Shao Kangmei, Zhang Fan, Li Yongnan, Cai Hongbin, Paul Maswikiti Ewetse, Li Mingming, Shen Xueyang, Wang Longde, Ge Zhaoming
Department of Neurology, Lanzhou University Second Hospital, Lanzhou 730030, China.
Gansu Provincial Neurology Clinical Medical Research Center, Lanzhou University Second Hospital, Lanzhou 730030, China.
Brain Sci. 2023 Jul 10;13(7):1051. doi: 10.3390/brainsci13071051.
Non-cardioembolic ischemic stroke (IS) is the predominant subtype of IS. This study aimed to construct a nomogram for recurrence risks in patients with non-cardioembolic IS in order to maximize clinical benefits. From April 2015 to December 2019, data from consecutive patients who were diagnosed with non-cardioembolic IS were collected from Lanzhou University Second Hospital. The least absolute shrinkage and selection operator (LASSO) regression analysis was used to optimize variable selection. Multivariable Cox regression analyses were used to identify the independent risk factors. A nomogram model was constructed using the "rms" package in R software via multifactor Cox regression. The accuracy of the model was evaluated using the receiver operating characteristic (ROC), calibration curve, and decision curve analyses (DCA). A total of 729 non-cardioembolic IS patients were enrolled, including 498 (68.3%) male patients and 231 (31.7%) female patients. Among them, there were 137 patients (18.8%) with recurrence. The patients were randomly divided into training and testing sets. The Kaplan-Meier survival analysis of the training and testing sets consistently revealed that the recurrence rates in the high-risk group were significantly higher than those in the low-risk group ( < 0.01). Moreover, the receiver operating characteristic curve analysis of the risk score demonstrated that the area under the curve was 0.778 and 0.760 in the training and testing sets, respectively. The nomogram comprised independent risk factors, including age, diabetes, platelet-lymphocyte ratio, leukoencephalopathy, neutrophil, monocytes, total protein, platelet, albumin, indirect bilirubin, and high-density lipoprotein. The C-index of the nomogram was 0.752 (95% CI: 0.7050.799) in the training set and 0.749 (95% CI: 0.6630.835) in the testing set. The nomogram model can be used as an effective tool for carrying out individualized recurrence predictions for non-cardioembolic IS.

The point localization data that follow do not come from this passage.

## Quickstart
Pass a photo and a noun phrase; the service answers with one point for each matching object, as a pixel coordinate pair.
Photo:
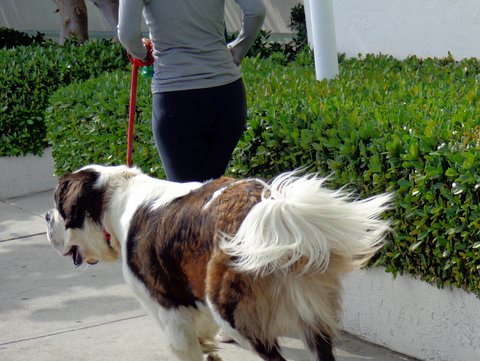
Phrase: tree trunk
(73, 14)
(109, 9)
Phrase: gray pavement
(50, 311)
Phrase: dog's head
(75, 226)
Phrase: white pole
(308, 20)
(324, 42)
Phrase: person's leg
(181, 129)
(197, 130)
(229, 125)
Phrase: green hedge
(29, 74)
(410, 127)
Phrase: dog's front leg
(179, 328)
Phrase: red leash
(136, 63)
(131, 113)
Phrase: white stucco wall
(411, 316)
(397, 27)
(426, 28)
(25, 175)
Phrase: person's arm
(253, 16)
(129, 30)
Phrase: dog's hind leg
(320, 346)
(179, 328)
(267, 352)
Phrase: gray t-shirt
(188, 37)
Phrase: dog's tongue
(77, 258)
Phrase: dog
(258, 259)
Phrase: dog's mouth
(76, 256)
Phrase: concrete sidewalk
(53, 312)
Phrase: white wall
(39, 15)
(411, 316)
(426, 28)
(397, 27)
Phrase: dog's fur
(260, 260)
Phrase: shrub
(87, 123)
(410, 127)
(10, 38)
(30, 74)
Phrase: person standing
(199, 103)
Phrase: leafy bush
(87, 123)
(410, 127)
(10, 38)
(30, 74)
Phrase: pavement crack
(22, 237)
(71, 331)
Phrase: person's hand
(149, 60)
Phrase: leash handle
(131, 112)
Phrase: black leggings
(197, 130)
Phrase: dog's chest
(168, 249)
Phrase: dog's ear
(76, 197)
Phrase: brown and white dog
(260, 260)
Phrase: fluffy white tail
(299, 220)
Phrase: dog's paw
(212, 357)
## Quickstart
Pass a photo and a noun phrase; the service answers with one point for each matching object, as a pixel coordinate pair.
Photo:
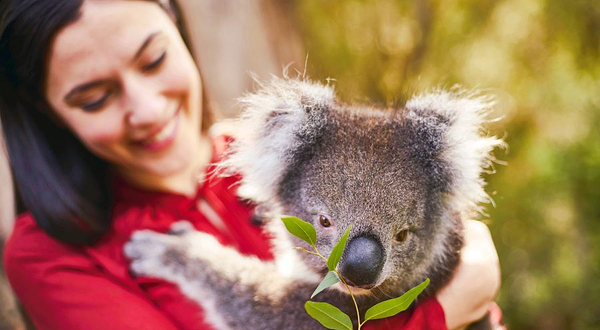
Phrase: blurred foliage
(541, 59)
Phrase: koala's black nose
(362, 261)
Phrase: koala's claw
(181, 227)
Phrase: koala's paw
(155, 254)
(181, 227)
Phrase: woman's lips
(163, 138)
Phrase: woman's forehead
(107, 33)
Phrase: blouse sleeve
(426, 315)
(61, 288)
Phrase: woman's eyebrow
(145, 45)
(92, 84)
(81, 88)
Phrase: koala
(403, 178)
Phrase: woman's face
(121, 78)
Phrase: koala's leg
(236, 291)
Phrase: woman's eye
(96, 104)
(155, 64)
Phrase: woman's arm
(468, 296)
(61, 288)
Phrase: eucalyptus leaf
(394, 306)
(328, 315)
(301, 229)
(337, 251)
(330, 279)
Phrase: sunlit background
(541, 59)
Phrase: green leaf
(328, 315)
(330, 279)
(337, 251)
(301, 229)
(394, 306)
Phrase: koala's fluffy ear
(453, 145)
(279, 119)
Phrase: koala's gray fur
(303, 153)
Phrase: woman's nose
(146, 106)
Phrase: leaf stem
(345, 284)
(351, 295)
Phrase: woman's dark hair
(64, 186)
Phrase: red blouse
(67, 287)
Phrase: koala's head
(403, 178)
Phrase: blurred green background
(541, 59)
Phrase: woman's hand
(468, 296)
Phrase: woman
(107, 124)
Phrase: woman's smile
(162, 137)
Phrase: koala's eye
(401, 236)
(324, 221)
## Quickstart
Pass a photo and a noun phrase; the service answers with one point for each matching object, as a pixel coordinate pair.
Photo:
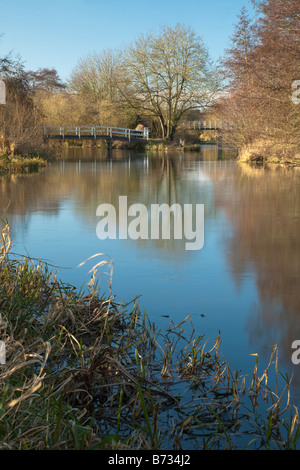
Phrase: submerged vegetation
(83, 371)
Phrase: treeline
(156, 81)
(261, 70)
(164, 78)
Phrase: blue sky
(57, 33)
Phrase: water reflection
(245, 279)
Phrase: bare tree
(166, 75)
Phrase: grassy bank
(86, 372)
(21, 164)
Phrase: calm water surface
(244, 282)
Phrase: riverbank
(83, 371)
(26, 163)
(270, 152)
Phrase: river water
(244, 282)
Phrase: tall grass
(86, 372)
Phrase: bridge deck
(94, 132)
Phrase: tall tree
(261, 75)
(166, 75)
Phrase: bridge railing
(79, 132)
(213, 125)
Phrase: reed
(86, 372)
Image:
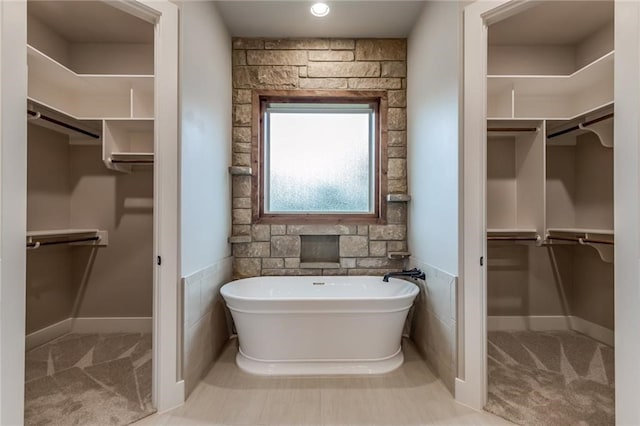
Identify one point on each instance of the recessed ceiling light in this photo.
(320, 9)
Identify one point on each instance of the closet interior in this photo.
(549, 208)
(90, 219)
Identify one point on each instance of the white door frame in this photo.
(471, 389)
(168, 387)
(626, 158)
(13, 208)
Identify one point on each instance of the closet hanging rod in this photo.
(582, 240)
(577, 127)
(513, 129)
(511, 238)
(114, 161)
(53, 243)
(40, 116)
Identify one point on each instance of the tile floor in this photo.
(410, 395)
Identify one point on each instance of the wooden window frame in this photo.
(259, 100)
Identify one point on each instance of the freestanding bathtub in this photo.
(319, 325)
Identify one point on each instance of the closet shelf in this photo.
(132, 158)
(60, 76)
(512, 127)
(513, 235)
(554, 85)
(84, 237)
(86, 94)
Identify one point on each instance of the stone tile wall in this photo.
(319, 64)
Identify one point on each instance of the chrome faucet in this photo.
(414, 273)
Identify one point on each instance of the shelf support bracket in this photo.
(603, 130)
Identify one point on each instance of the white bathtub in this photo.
(319, 325)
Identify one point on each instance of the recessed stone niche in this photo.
(324, 249)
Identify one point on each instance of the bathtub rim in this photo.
(414, 289)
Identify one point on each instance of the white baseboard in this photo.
(112, 325)
(559, 322)
(88, 325)
(535, 323)
(49, 333)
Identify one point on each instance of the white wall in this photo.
(433, 122)
(205, 78)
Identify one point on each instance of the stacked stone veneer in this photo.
(318, 64)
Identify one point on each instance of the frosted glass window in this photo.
(319, 158)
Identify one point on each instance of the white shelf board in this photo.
(44, 68)
(51, 233)
(554, 85)
(131, 156)
(555, 119)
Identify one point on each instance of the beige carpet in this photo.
(550, 378)
(89, 379)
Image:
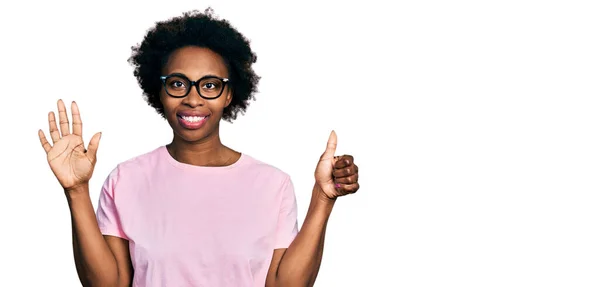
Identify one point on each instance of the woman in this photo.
(193, 212)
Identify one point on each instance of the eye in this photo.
(176, 84)
(209, 86)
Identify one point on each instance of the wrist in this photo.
(321, 196)
(77, 191)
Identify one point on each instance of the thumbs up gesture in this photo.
(336, 175)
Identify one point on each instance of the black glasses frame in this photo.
(224, 82)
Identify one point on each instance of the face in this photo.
(194, 118)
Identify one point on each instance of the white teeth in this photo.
(193, 119)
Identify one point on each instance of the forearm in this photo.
(95, 263)
(300, 264)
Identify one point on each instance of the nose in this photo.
(193, 99)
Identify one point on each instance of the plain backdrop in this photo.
(475, 125)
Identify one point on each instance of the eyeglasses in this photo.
(208, 87)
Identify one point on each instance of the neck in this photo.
(206, 152)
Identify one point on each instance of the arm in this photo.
(298, 265)
(100, 260)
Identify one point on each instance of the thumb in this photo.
(93, 146)
(331, 145)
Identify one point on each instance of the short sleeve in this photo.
(107, 213)
(287, 224)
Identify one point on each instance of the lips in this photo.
(192, 120)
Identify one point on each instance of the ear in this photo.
(229, 98)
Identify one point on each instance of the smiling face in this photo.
(192, 117)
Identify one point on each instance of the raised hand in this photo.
(68, 158)
(336, 175)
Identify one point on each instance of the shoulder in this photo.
(135, 165)
(260, 169)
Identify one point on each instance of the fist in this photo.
(336, 175)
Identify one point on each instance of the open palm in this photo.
(70, 162)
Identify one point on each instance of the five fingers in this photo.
(55, 133)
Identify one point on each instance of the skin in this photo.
(104, 260)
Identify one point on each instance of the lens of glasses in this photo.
(209, 87)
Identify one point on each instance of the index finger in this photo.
(77, 124)
(63, 118)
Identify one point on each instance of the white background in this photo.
(475, 125)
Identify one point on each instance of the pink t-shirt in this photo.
(198, 226)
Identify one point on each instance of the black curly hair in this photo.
(203, 30)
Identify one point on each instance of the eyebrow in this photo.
(182, 74)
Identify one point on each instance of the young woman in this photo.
(193, 212)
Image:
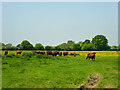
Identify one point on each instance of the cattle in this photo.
(54, 53)
(42, 52)
(91, 55)
(38, 52)
(65, 53)
(49, 52)
(60, 53)
(6, 52)
(34, 51)
(19, 52)
(73, 53)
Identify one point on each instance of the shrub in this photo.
(44, 56)
(10, 55)
(17, 56)
(27, 54)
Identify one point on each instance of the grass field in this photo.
(42, 71)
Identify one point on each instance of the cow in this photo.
(73, 53)
(34, 51)
(6, 52)
(65, 53)
(38, 52)
(49, 52)
(42, 52)
(60, 53)
(91, 55)
(54, 53)
(19, 52)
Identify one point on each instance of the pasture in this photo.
(41, 71)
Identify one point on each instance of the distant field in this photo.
(83, 53)
(42, 71)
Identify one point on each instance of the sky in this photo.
(53, 23)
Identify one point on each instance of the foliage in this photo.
(88, 47)
(49, 48)
(57, 47)
(87, 41)
(64, 46)
(76, 47)
(100, 42)
(39, 46)
(26, 45)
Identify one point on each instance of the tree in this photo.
(119, 47)
(114, 47)
(100, 42)
(57, 47)
(26, 45)
(88, 47)
(69, 44)
(87, 41)
(39, 46)
(48, 48)
(64, 46)
(76, 47)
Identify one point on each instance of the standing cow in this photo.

非心源性缺血性卒中(IS)是IS的主要亚型。本研究旨在构建非心源性IS患者复发风险的列线图,以实现临床效益最大化。2015年4月至2019年12月,从兰州大学第二医院收集连续诊断为非心源性IS患者的数据。采用最小绝对收缩和选择算子(LASSO)回归分析优化变量选择。多变量Cox回归分析用于识别独立危险因素。通过R软件中的“rms”包,经多因素Cox回归构建列线图模型。使用受试者工作特征(ROC)、校准曲线和决策曲线分析(DCA)评估模型的准确性。共纳入729例非心源性IS患者,其中男性患者498例(68.3%),女性患者231例(31.7%)。其中,有137例患者(18.8%)复发。将患者随机分为训练集和测试集。训练集和测试集的Kaplan-Meier生存分析一致显示,高风险组的复发率显著高于低风险组(<0.01)。此外,风险评分的受试者工作特征曲线分析表明,训练集和测试集的曲线下面积分别为0.778和0.760。列线图包括年龄、糖尿病、血小板淋巴细胞比值、脑白质病变、中性粒细胞、单核细胞、总蛋白、血小板、白蛋白、间接胆红素和高密度脂蛋白等独立危险因素。列线图在训练集的C指数为0.752(95%CI:0.7050.799),在测试集为0.749(95%CI:0.6630.835)。该列线图模型可作为对非心源性IS进行个体化复发预测的有效工具。